Cristófaro recorreu à Justiça para tentar barrar a sessão desta terça. Sua defesa alegou que teve o direito à defesa cerceado na Corregedoria da Câmara. Também afirmou que não existe crime de racismo imputado a ele e que a imagem política do parlamentar sofre irreparável prejuízo.

Em decisão tomada no início desta tarde, o desembargador do TJ-SP (Tribunal de Justiça de São Paulo) Souza Meirelles rejeitou o pedido de liminar, e a sessão foi mantida.

Cristófaro chegou a ser absolvido da acusação de racismo na primeira instância da Justiça. Em decisão publicada no dia 13 de julho, o juiz Fábio Aguiar Munhoz entendeu que a fala do vereador retirada de um contexto de “brincadeira, de pilhéria, mas nunca de um contexto de segregação, de discriminação ou coisa que o valha”.

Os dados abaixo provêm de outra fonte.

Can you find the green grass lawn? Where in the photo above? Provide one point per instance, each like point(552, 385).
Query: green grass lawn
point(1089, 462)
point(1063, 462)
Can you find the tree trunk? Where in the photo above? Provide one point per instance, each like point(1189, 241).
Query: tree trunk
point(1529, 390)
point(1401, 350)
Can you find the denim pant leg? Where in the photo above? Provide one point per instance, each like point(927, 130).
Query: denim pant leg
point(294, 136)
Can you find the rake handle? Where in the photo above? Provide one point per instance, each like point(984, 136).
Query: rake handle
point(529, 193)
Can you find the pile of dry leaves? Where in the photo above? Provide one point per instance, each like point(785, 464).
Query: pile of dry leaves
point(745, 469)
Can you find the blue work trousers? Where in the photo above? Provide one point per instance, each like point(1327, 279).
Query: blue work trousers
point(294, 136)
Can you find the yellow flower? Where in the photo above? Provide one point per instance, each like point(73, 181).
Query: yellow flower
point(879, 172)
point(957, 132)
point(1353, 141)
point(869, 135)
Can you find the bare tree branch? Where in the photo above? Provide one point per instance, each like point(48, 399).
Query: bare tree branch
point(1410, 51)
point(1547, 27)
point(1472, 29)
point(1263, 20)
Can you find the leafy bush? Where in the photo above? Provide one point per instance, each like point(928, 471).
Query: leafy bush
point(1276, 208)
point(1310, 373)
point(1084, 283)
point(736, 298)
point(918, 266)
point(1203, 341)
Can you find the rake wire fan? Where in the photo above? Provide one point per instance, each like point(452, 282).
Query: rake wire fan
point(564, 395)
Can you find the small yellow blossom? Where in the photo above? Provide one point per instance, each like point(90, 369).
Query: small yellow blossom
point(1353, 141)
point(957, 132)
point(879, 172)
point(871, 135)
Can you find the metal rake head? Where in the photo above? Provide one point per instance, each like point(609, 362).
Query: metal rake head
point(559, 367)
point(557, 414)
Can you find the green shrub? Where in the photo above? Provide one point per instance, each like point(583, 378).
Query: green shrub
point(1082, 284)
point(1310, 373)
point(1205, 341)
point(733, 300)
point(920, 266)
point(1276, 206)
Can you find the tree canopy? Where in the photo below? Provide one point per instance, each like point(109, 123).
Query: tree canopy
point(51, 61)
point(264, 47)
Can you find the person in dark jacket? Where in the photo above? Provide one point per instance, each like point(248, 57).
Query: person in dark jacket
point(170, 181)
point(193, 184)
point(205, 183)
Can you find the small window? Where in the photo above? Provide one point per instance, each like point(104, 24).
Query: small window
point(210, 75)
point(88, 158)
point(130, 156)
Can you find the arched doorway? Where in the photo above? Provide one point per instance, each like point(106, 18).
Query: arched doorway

O Ministério Público já recorreu da decisão. Procurado pela Folha de S.Paulo na ocasião, Cristófaro disse que “venceu a justiça e a verdade”.

Avesso a entrevistas para falar do caso, Cristófaro vinha se defendendo por meio de vídeos. Em um deles, questiona: “O que vale mais, uma frase fora de contexto de dois segundos ou as milhares de horas que eu dedico às comunidades mais carentes desta cidade?”.

Eleito pela primeira vez em 2016, Cristófaro acumulou polêmicas ao longo dos dois mandatos.

Em maio do ano passado, a Folha de S.Paulo mostrou com exclusividade que Cristófaro é acusado de injúria racial pela auxiliar de enfermagem Dilza Maria Pereira da Silva. Após denúncia do Ministério Público, o caso tramita na Justiça.

Na Câmara, Cristófaro já chamou de macaco o vereador Fernando Holiday (PL), no plenário, em 2019. Em 2018, o então vereador fez um vídeo no qual puxava os olhos para se referir ao vereador George Hato (MDB), que tem ascendência japonesa.